Let us assume h be the height of the temple,
Then,
PQ = h
QR = Distance of the gate of temple from its base = √3h
In ΔPQR,
tan θ = PQ/QR
tan θ = h/√3h
tan θ = 1/√3
So,
tan 30o = 1/√3
Therefore, θ = 30o
Hence, the angle of elevation of the top of the temple is 30o.
2. The angle of elevation of the top of a vertical cliff from a point 30 m away from the foot of the cliff is 60o. Find the height of the cliff.
Solution:-
Let us assume that PQ be the cliff and angle of elevation from R is 60o.
In ΔPQR,
tan θ = PQ/QR
tan 60o = PQ/30
√3 = PQ/30
PQ = 30√3 m
Therefore, height of cliff is 30√3 m.
3. A vertical pole is 90 m high and the length of its shadow is 90√3 m. What is the angle of elevation of the sun?
Solution:-
Let us assume PQ be the pole and QR be its shadow.
Then,
In ΔPQR,
tan θ = PQ/QR
tan θ = 90/90√3
tan θ = 1/√3
So,
tan 30o = 1/√3
Therefore, θ = 30o
Hence the angle of elevation is 30o.
4. The length of the shadow of a pillar is 1/√3 times the height of the pillar. Find the angle of elevation of the sun.
Solution:-
Let us assume PQ be the pillar and QR be its shadow.

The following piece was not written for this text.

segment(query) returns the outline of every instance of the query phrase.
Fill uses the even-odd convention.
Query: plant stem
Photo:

Let us assume h be the height of the pillar.
Then,
QR = (1/√3)h
In ΔPQR,
tan θ = PQ/QR
tan θ = h/(h/√3)
tan θ = √3
So,
tan 60o = √3
Therefore, θ = 60o
Hence the angle of elevation is 60o.
5. Find the length of the shadow cast by a tree 60 m high when the sun’s altitude is 30o.
Solution:-
Let us assume that PQ be the tree of height 60 m and QR be its shadow.
Then,
In ΔPQR,
tan 30o = PQ/QR
(1/√3) = 60/QR
QR = 60√3 m
Therefore, height of tower is 60√3 m.
6. An aeroplane takes off at angle of 30o with the ground. Find the height of the aeroplane above the ground when it has travelled 386 m without changing direction.
Solution:-
As per parameters given in the question,
Let us assume the plane takes off from point R on the ground and also assume that P be the final position of the plane.
Then,
In ΔPQR,
sin 30o = PQ/PR
½ = PQ/386
PQ = 386/2 m
PQ = 193 m
Therefore, the required height of the aeroplane above the ground is 193 m.

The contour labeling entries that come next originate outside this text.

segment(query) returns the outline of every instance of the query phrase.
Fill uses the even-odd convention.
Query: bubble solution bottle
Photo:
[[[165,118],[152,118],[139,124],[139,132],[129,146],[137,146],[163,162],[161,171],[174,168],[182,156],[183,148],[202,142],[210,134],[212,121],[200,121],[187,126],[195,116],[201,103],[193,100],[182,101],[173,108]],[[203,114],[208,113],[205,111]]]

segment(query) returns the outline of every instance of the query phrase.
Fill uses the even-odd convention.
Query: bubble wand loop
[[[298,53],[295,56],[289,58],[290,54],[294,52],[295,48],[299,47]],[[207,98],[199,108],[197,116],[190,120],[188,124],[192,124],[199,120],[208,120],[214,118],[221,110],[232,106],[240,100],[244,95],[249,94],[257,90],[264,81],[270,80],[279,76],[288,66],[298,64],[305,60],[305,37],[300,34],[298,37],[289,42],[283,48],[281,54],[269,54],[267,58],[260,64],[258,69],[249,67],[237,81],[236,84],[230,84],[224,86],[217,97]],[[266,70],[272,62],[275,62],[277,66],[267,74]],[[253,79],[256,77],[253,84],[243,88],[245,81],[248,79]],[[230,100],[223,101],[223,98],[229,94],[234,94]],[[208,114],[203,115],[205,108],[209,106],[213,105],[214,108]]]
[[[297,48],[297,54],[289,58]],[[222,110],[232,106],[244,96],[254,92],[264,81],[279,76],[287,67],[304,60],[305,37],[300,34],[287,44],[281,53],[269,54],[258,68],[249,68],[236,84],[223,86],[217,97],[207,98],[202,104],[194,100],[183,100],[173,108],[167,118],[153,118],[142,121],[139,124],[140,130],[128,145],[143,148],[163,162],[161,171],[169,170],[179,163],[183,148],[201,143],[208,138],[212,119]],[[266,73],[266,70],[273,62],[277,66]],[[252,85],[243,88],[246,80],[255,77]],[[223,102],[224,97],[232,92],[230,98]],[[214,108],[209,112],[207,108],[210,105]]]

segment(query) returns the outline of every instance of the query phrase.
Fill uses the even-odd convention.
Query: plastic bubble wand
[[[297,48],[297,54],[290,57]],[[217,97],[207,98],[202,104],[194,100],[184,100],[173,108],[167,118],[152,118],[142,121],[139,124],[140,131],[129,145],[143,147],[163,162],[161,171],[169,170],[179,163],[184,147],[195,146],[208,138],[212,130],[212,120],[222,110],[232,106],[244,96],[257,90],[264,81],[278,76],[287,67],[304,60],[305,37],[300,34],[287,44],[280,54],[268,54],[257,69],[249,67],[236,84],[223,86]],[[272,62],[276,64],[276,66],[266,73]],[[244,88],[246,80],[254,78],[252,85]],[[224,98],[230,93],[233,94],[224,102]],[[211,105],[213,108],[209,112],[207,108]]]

7. A kite tied to a string makes an angle of 60o with the ground. Find the perpendicular height of the kite if the length of its string is 250 m.
Solution:-
Let us assume that P is the kite and the string is tied to point R on ground.
Then,
In ΔPQR,
sin 60o = PQ/PR
√3/2 = h/250
h = 250√3/2 m
h = 125√3 m
Therefore, the required perpendicular height of the kite is 125√3 m.

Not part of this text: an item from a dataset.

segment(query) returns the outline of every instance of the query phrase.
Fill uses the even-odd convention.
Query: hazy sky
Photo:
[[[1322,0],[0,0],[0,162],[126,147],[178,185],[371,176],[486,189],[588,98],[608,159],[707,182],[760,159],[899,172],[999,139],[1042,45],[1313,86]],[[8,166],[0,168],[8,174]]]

8. The topmost branch of a tree is tied with a string attached to a pole in the ground. The length of this string is 200 m and it makes an angle of 45o with the ground. Find the distance of the pole to which the string is tied from the base of the tree.
Solution:-
As per parameters given in the question,
Let us assume that the topmost branch of the tree is at point Q and R is the point on the ground to which the topmost branch is tied.
In ΔPQR,
cos 45o = PR/PQ
1/√2 = h/200
h = 200/√2 m
h = 200√2/2 m
h = 100√2
h = 100 × 1.414
h = 141.4
Therefore, the required distance is 141.4 m.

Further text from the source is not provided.